## Importing Necessary Libraries

In [1]:
import numpy as np
from sklearn.metrics import f1_score
import matplotlib.pyplot as plt
from sklearn.model_selection import train_test_split
from torchvision import datasets, transforms
from tqdm import tqdm
import pickle

## Loading The dataset

In [2]:
# Data transformation to convert images to tensors and normalize
transform = transforms.ToTensor()
np.random.seed(42)
# Load the FashionMNIST dataset
train_data = datasets.FashionMNIST(root='./data', train=True, transform=transform, download=True)
test_data = datasets.FashionMNIST(root='./data', train=False, transform=transform, download=True)

# Split the dataset into training and validation sets
train_data, val_data = train_test_split(train_data, test_size=0.2, random_state=42)

# Convert the datasets into numpy arrays
def dataset_to_numpy(dataset):
    X = []
    y = []
    for img, label in dataset:
        X.append(img.numpy().reshape(-1))  # Flatten the image
        y.append(label)
    return np.array(X), np.array(y)

# Prepare numpy arrays for training and validation sets
X_train, y_train = dataset_to_numpy(train_data)
X_val, y_val = dataset_to_numpy(val_data)
X_test, y_test = dataset_to_numpy(test_data)

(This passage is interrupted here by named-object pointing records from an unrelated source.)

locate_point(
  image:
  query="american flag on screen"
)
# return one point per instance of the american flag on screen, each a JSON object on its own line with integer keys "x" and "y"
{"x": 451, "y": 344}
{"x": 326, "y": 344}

print("Training data shape:", X_train.shape)
print("Validation data shape:", X_val.shape)
print("Test data shape:", X_test.shape)

Training data shape: (48000, 784)
Validation data shape: (12000, 784)
Test data shape: (10000, 784)


## Dense Layer With Adam

In [3]:
class Adam:
    def __init__(self, shape, learning_rate=0.005, epsilon=1e-8, beta1=0.9, beta2=0.999):
        self.v = np.zeros(shape)
        self.s = np.zeros(shape)
        self.learning_rate = learning_rate
        self.beta1 = beta1
        self.beta2 = beta2
        self.epsilon = epsilon
        self.t = 0

    def update(self, w, grad_w):
        self.t += 1
        self.v = self.beta1 * self.v + (1 - self.beta1) * grad_w
        self.s = self.beta2 * self.s + (1 - self.beta2) * (grad_w ** 2)
        v_norm = self.v / (1 - self.beta1 ** self.t)
        s_norm = self.s / (1 - self.beta2 ** self.t)
        w -= self.learning_rate * v_norm / (np.sqrt(s_norm) + self.epsilon)
        return w

class DenseLayer:
    def __init__(self, input_size, output_size):
        self.weights = np.random.randn(input_size, output_size) * np.sqrt(2. / input_size)
        self.biases = np.zeros((1, output_size))
        self.weight_optimizer = Adam(self.weights.shape)
        self.bias_optimizer = Adam(self.biases.shape)

    def forward(self, X):
        self.input = X
        self.output = np.dot(X, self.weights) + self.biases
        return self.output

    def backward(self, d_out):
        grad_weights = np.dot(self.input.T, d_out)
        grad_biases = np.sum(d_out, axis=0, keepdims=True)
        d_input = np.dot(d_out, self.weights.T)

        # Update weights and biases using Adam optimizer
        self.weights = self.weight_optimizer.update(self.weights, grad_weights)
        self.biases = self.bias_optimizer.update(self.biases, grad_biases)
        return d_input


## Normalization (batch Normalization)

In [4]:
class BatchNormalization:
    def __init__(self, input_size, epsilon=1e-5):
        momentum=0.9
        self.epsilon = epsilon
        self.momentum = momentum
        self.gamma = np.ones((1, input_size))
        self.beta = np.zeros((1, input_size))
        self.moving_mean = np.zeros((1, input_size))
        self.moving_var = np.zeros((1, input_size))
        self.gamma_optimizer = Adam(self.gamma.shape)
        self.beta_optimizer = Adam(self.beta.shape)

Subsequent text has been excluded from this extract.